Great Throughts Treasury

This site is dedicated to the memory of Dr. Alan William Smolowe who gave birth to the creation of this database.

Lewis Namier, fully Sir Lewis Bernstein Namier, aka Ludwik Niemirowski, born Ludvik Bernstein

English Historian

"It is a woeful mistake to suppose that the educated are kinder or more tolerant: education creates vested interests, and renders the beneficiaries acutely jealous and very vocal."

"Historical research to this day remains unorganized, and the historian is expected to make his own instruments or do without them; and so with wooden ploughs we continue to draw lonely furrows, most successfully when we strike sand."

"1848 remains a seed-plot of history. It crystallized ideas and projected the pattern of things to come; it determined the course of the following century."

"Eastern European Judaism was a frozen mass until the rays of Western Enlightenment began to beat on it. Then some of it remained frozen, some evaporated – that meant assimilation and drifting, and some melted into powerful streams: one was Socialism and the other Zionism."

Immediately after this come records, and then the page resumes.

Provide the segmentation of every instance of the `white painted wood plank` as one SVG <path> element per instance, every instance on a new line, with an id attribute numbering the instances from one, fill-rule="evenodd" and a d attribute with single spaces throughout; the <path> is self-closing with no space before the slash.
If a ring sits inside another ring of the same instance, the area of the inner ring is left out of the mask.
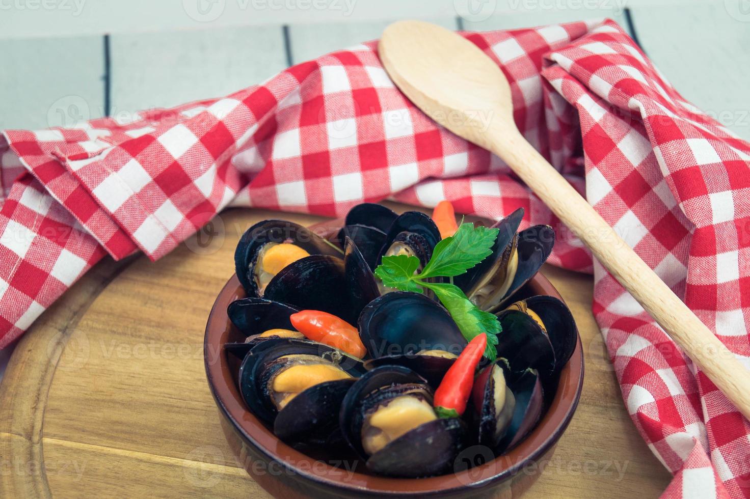
<path id="1" fill-rule="evenodd" d="M 104 115 L 102 37 L 0 40 L 0 129 L 70 126 Z"/>
<path id="2" fill-rule="evenodd" d="M 315 58 L 329 52 L 380 37 L 382 30 L 394 19 L 346 24 L 298 24 L 290 26 L 290 43 L 294 64 Z M 458 29 L 455 17 L 428 19 L 449 29 Z"/>
<path id="3" fill-rule="evenodd" d="M 677 91 L 750 140 L 750 15 L 739 20 L 723 5 L 631 13 L 646 53 Z"/>
<path id="4" fill-rule="evenodd" d="M 286 67 L 280 26 L 112 35 L 111 115 L 218 97 Z"/>
<path id="5" fill-rule="evenodd" d="M 598 0 L 611 4 L 626 0 Z M 559 4 L 572 10 L 592 0 L 45 0 L 6 1 L 0 10 L 0 37 L 134 33 L 226 26 L 350 22 L 453 17 L 494 11 L 497 15 L 538 11 Z M 723 0 L 627 0 L 634 7 L 666 4 L 689 8 Z M 35 5 L 35 7 L 32 7 Z M 316 7 L 317 6 L 317 7 Z M 322 8 L 321 8 L 322 7 Z M 580 10 L 579 10 L 580 11 Z M 532 22 L 532 24 L 539 24 Z"/>
<path id="6" fill-rule="evenodd" d="M 619 1 L 621 1 L 622 0 Z M 538 4 L 548 4 L 539 2 Z M 464 28 L 468 31 L 476 31 L 494 29 L 514 29 L 516 28 L 530 28 L 548 24 L 587 21 L 608 17 L 617 22 L 617 24 L 629 33 L 628 22 L 622 8 L 620 8 L 619 4 L 615 0 L 612 0 L 606 4 L 609 5 L 607 8 L 568 8 L 562 10 L 537 8 L 531 12 L 515 11 L 500 15 L 496 14 L 486 19 L 479 21 L 464 19 Z"/>

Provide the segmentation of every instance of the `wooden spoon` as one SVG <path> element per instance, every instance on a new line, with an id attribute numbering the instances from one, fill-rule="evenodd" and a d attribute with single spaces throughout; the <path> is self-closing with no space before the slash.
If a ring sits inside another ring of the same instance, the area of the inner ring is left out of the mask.
<path id="1" fill-rule="evenodd" d="M 500 157 L 750 418 L 750 372 L 521 136 L 497 64 L 444 28 L 401 21 L 378 52 L 396 85 L 440 124 Z"/>

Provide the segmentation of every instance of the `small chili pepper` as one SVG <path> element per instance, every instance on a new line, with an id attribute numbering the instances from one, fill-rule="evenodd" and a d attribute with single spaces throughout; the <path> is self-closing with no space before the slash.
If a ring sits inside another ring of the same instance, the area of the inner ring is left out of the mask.
<path id="1" fill-rule="evenodd" d="M 289 318 L 292 325 L 308 339 L 325 343 L 359 359 L 367 354 L 357 328 L 333 314 L 301 310 Z"/>
<path id="2" fill-rule="evenodd" d="M 475 336 L 443 376 L 433 402 L 440 417 L 458 417 L 466 411 L 474 384 L 474 371 L 486 346 L 486 334 Z"/>
<path id="3" fill-rule="evenodd" d="M 432 220 L 440 231 L 440 237 L 445 239 L 456 233 L 458 224 L 456 223 L 456 212 L 450 201 L 443 200 L 437 204 L 432 211 Z"/>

"A great deal of what is peculiar in English history is due to the obvious fact that Great Britain is an Island. Encroachments on frontier provinces were never possible in the case of England (the Scottish and Welsh Borders may be here left out of account); a conquest had to be complete or could not endure. Frontier encroachments are apt to produce chaos, whereas complete conquests tend to establish strong governments. In anarchical conditions those who bear arms obtain an ascendancy over the other classes, and usually form themselves into a close, dominant caste; while a strong central government, such as was established in England after 1066, was in itself a check on class privileges. Where armies serve as 'expeditionary forces' militarism has little chance to permeate the life of the nation; and there is more of the knight-errant in a merchant-adventurer than in an officer of the militia."

"The Enormous Void - The October days of 1918 in Austria will forever remain remarkable for their mass psychology and as an example of how ideas, talked about yet unthinkable on one day, acquire life on the next, while other ideas, which had seemed solid fact, pass out of reality. Austria-Hungary disappeared when it vanished from the consciousness of those concerned. The War had broken the habits and the approach of defeat disbodied the ideas which made up its political and social structure. The language changed; for the first time men drew conclusions from old familiar facts; the pace at which they did so, quickened daily; it became catastrophical. Diplomatic notes, speeches in the Vienna and Budapest Parliaments, declarations and manifestoes published at Prague, Zagreb, Cracow, or Lvov, were no longer mere moves in a political game. The masses listened to the march of events, the leaders watched the movements of the inarticulate masses. Elemental forces seemed to work through men and to control them, uncontrolled by them. The solid political foundations of inherited everyday existence vanished, and in the enormous void ideas seemed to move, free from hindrance, obeying their own laws."